Genomic and metagenomic insights into the microbial community of a thermal spring.
Pedron R, Esposito A, Bianconi I, Pasolli E, Tett A, Asnicar F, Cristofolini M, Segata N, Jousson O
Microbiome. Jan 2019. doi: 10.1186/s40168-019-0625-6
Comment: A comprehensive study of a spring water microbiome, the taxonomic composition was inferred by 16S amplicon sequencing, shotgun metagenomics, high-throughput culturing and Metagenome-assembled genomes (MAGs).
This study integrates metagenomics and large-scale culturing approaches to provide a comprehensive view of a spring water microbiome. The taxonomic composition of bacterial communities of the thermal spring of Comano Terme (Italy) is described at four sampling sites and the metabolic potential encoded in the metagenomic dataset is inferred.
Microbiome composition of Comano Terme water inferred by 16S amplicon sequencing is dominated by Proteobacteria (35.9% s.d. 14.4%) and Nitrospirae (9.9% s.d. 4.4%).
Many isolates and most MAGs were classified as new genera or higher taxonomic ranks, probably due to the peculiarity of this groundwater-fed spring environment.
Shotgun metagenomic sequencing revealed a high proportion of undescribed taxa.
A total of 108 out of 250 (43.2%) unclassified taxa were identified, mainly at the species (84/108, 77.8%) and genus (23/108, 21.3%) levels.

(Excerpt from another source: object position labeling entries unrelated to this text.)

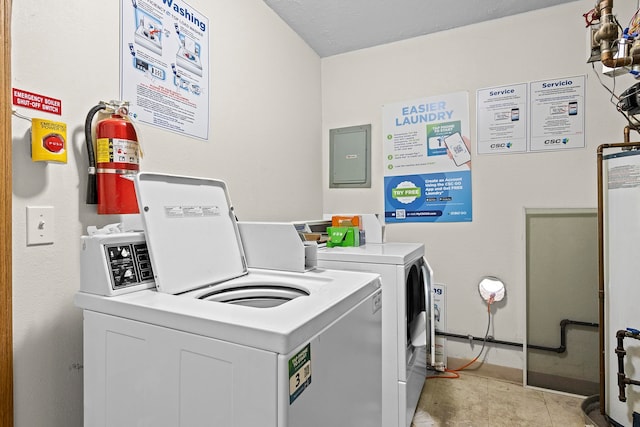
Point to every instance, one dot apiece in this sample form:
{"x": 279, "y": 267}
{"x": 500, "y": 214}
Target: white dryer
{"x": 215, "y": 343}
{"x": 406, "y": 291}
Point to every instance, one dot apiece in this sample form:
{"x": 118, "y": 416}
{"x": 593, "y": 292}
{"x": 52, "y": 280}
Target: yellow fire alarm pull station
{"x": 48, "y": 141}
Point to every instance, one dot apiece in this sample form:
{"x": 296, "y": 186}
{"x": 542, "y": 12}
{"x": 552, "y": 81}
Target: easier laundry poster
{"x": 165, "y": 65}
{"x": 427, "y": 160}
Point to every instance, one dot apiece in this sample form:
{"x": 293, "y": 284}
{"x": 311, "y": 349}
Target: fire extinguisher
{"x": 115, "y": 160}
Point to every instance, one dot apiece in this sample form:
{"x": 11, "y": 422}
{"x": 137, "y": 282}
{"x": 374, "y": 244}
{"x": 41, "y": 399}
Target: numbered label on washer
{"x": 299, "y": 373}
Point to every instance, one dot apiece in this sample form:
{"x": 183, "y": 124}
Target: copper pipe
{"x": 601, "y": 294}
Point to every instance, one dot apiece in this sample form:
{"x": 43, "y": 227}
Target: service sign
{"x": 427, "y": 160}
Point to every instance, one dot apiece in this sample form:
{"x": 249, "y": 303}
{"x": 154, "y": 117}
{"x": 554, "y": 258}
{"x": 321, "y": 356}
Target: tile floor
{"x": 477, "y": 401}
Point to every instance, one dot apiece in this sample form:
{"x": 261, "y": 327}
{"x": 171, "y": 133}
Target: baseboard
{"x": 513, "y": 375}
{"x": 564, "y": 384}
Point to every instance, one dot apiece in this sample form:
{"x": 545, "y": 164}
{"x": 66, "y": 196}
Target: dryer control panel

The four samples analyzed (two natural environments and two artificial ones) differed markedly in taxonomic composition and community structure
Proteobacteria dominated the water microbiome in all sampling sites, although in hydra and spring, the dominance was less pronounced (68.9% and 72.2% versus 84.4% and 84.5% in storage tank and bathtub, respectively).
Viruses represent the second most abundant source of DNA and are rather homogeneously distributed between all samples.
Our results confirm that groundwater environments host highly adapted, stable microbial communities. We showed the occurrence of a high functional partitioning where methane production and consumption are spatially separated.